After a period of exclusive negotiations that began in early March, Orange and MásMóvil have signed a binding agreement to merge their activities in Spain.
The transaction, which is based on an enterprise value of €18.6 billion – €7.8 billion for Orange Spain and €10.9 billion for MásMóvil (including the acquisition of Euskaltel) – is subject to the approval of the competition authorities and other competent administrative authorities and should close no later than H2 2023.
The merger will result in a 50/50 joint venture co-controlled by the two companies. In addition, the agreement provides for a right to trigger an IPO under certain conditions for both parties after a defined period and, in such event, an option for Orange to take control of the combined entity at the price of l ‘Initial Public Offering.
The due diligences carried out since March show potential synergies in excess of 450 million euros per year to be achieved by the fourth year following closing.

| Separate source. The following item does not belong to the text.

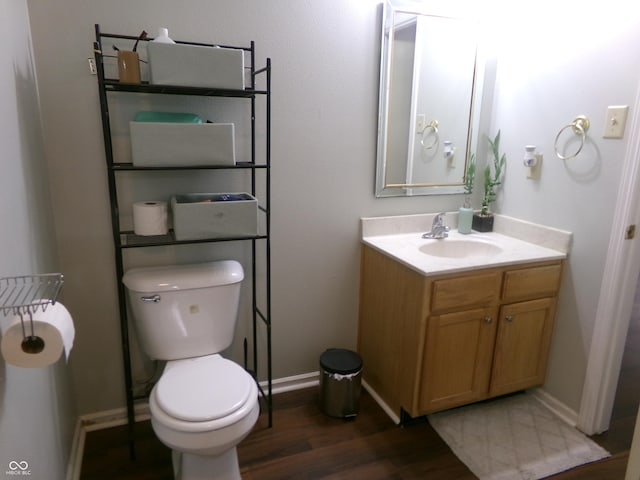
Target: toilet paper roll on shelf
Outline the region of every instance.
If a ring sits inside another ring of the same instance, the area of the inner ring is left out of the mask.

The transaction is supported by a €6.6 billion non-recourse debt package which will fund, among other things, a €5.85 billion upfront payment to Orange Group and MásMóvil shareholders.
Commenting on this agreement, Christel Heydemann, CEO of Orange, said: “I am very pleased to announce today the conclusion of these negotiations. This agreement paves the way for the creation of a joint company that combines the strengths of Orange and MásMóvil into a single, stronger operator that will enable investments in 5G and Fiber, benefiting customers throughout Spain. I firmly believe that the creation of this new company is of fundamental importance for the Group, the Spanish telecom market and for our customers”.
Meinrad Spenger, CEO of MásMóvil, added: “This is a great day for Spanish consumers as well as for our stakeholders. With Orange, we plan to form a strong operator with a sustainable business model and the ability to invest in world-class infrastructure, technology and talent. We expect this to drive competition, digitalization and innovation in the Spanish market”.